People often talk about how writing well is useful because it helps clarify your thoughts on a topic. This always seemed a little strange to me. I already think mostly in language!1 It’s even pretty good language most of the time!2 And thoughts are way more flexible than text, as I’m sure anyone who’s tried to write something complex would agree. So there’s not much reason to believe writing things down would help. Yet it does—even writing this post helped me think about its point better. Why does this happen?
Ideas in your head are part of a massive web of different thoughts that have accumulated over months or years. Think of it as a graph, maybe (in the computer-science sense): a bunch of vertices (ideas) with lots and lots of edges (logical connections and relations) between them. That kind of structure is ill-suited to being put into writing because writing is essentially linear. If you were to jump around between ideas in order to describe all the connections between them it would take ages to transfer the entire thing to your reader’s head.
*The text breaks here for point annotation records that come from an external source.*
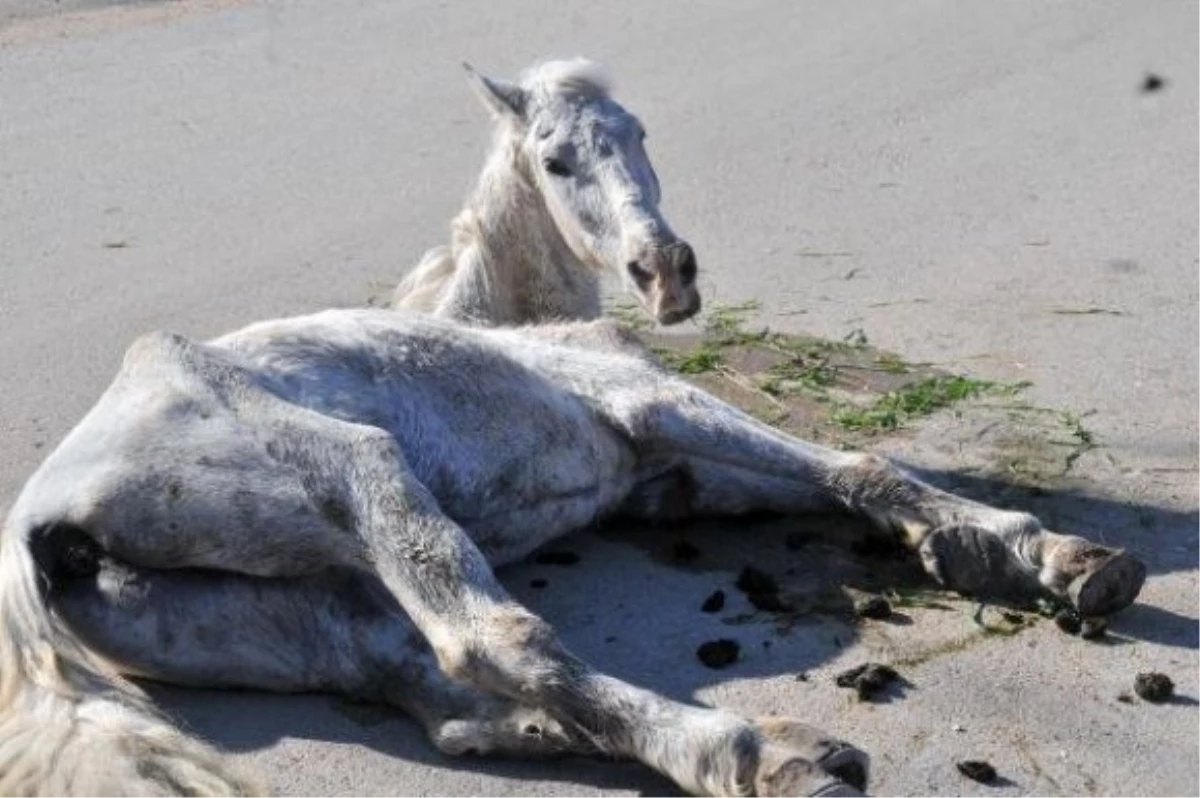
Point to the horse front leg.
(483, 637)
(733, 463)
(336, 631)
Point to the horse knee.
(511, 652)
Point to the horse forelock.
(569, 77)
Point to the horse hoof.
(797, 778)
(832, 755)
(1111, 586)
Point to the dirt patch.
(714, 603)
(875, 607)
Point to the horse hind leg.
(329, 633)
(735, 463)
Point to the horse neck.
(529, 273)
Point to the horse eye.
(556, 167)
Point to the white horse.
(567, 195)
(317, 504)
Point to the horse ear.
(501, 97)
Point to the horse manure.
(868, 679)
(761, 589)
(1093, 628)
(751, 580)
(977, 771)
(796, 540)
(1068, 621)
(1155, 688)
(714, 603)
(718, 653)
(557, 558)
(684, 552)
(1152, 83)
(875, 607)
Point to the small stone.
(977, 771)
(1068, 621)
(868, 679)
(875, 607)
(714, 603)
(718, 653)
(1155, 688)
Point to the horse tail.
(70, 725)
(421, 288)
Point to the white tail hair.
(69, 724)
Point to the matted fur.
(531, 244)
(329, 493)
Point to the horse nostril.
(641, 276)
(688, 265)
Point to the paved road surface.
(975, 184)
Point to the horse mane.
(570, 77)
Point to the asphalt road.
(981, 185)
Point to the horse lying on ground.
(567, 195)
(317, 504)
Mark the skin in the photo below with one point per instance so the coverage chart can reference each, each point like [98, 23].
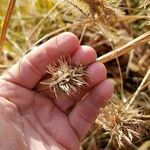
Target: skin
[35, 120]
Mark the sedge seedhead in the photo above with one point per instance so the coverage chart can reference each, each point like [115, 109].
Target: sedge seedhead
[65, 77]
[121, 124]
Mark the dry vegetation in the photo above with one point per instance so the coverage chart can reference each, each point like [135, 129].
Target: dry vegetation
[120, 27]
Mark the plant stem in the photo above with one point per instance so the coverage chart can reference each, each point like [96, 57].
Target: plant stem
[141, 40]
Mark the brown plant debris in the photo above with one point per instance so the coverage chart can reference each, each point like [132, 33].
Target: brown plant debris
[65, 77]
[123, 126]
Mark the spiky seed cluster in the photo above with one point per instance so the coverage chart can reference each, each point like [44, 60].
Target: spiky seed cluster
[122, 125]
[66, 78]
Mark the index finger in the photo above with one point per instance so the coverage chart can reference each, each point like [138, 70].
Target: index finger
[31, 68]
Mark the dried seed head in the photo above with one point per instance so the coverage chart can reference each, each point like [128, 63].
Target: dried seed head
[66, 78]
[122, 125]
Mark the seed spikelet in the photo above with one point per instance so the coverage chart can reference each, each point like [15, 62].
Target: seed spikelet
[65, 77]
[122, 125]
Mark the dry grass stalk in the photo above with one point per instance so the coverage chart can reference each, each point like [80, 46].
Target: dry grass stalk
[141, 40]
[123, 126]
[6, 22]
[65, 78]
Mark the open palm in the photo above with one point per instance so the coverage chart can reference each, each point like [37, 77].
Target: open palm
[35, 120]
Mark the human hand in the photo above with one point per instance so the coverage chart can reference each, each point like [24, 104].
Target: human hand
[34, 120]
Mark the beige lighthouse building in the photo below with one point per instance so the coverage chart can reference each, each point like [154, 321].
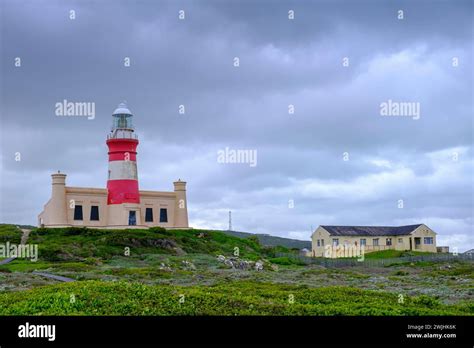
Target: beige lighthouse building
[121, 204]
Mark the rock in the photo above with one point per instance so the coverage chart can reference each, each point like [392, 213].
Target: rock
[165, 267]
[188, 265]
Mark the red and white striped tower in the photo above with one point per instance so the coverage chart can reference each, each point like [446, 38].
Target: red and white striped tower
[122, 184]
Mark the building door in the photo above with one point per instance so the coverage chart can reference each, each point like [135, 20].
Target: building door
[132, 218]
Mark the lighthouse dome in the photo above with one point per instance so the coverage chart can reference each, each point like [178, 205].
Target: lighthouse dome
[122, 109]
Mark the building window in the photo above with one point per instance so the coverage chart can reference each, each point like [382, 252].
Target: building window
[95, 213]
[163, 215]
[132, 217]
[149, 215]
[78, 212]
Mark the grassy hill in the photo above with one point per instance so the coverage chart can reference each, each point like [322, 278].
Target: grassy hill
[268, 240]
[75, 244]
[243, 298]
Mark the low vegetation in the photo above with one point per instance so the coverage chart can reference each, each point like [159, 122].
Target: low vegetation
[242, 298]
[204, 266]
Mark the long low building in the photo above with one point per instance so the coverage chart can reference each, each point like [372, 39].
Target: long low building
[374, 238]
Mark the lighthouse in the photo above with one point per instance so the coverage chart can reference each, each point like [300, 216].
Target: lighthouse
[122, 183]
[121, 204]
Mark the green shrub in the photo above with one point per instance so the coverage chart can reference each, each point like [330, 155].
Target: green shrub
[231, 298]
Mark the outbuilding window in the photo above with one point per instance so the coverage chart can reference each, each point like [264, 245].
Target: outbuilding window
[78, 212]
[95, 213]
[149, 215]
[163, 215]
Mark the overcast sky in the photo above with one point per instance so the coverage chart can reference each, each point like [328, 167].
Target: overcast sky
[424, 58]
Writing a good paragraph therefore involves excising some subset of these ideas and figuring out how to put them in order. That’s the part where good writing helps good thinking. The constraints of the medium—linearity and low information density relative to thinking—turn out to be a benefit, because they force you to compress your idea into a form that’s easy to transmit and work with. The constraints breed creativity because they force you to think about your idea in new ways. Meanwhile, having the idea in compressed form is good even if you don’t want to communicate it because it frees up more working memory to think about other things.
Comments
Some possibilities:
There’s nothing special about writing except insofar as it causes you to process your ideas differently. Consuming psychoactives like coffee, explaining your ideas aloud to a five-year-old, thinking in another language, etc. would work just as well.
Limited working memory is frequently a bottleneck on your cognition, and writing ideas down gives you a sort of virtual memory that helps overcome this bottleneck. By glancing over your writing, you see the structure of your thoughts better and are better prepared to notice gaps and inconsistencies. Related to this post of mine.
I find the limited working memory hypothesis most persuasive, although your idea that writing things down improves the way you chunk them also seems plausible.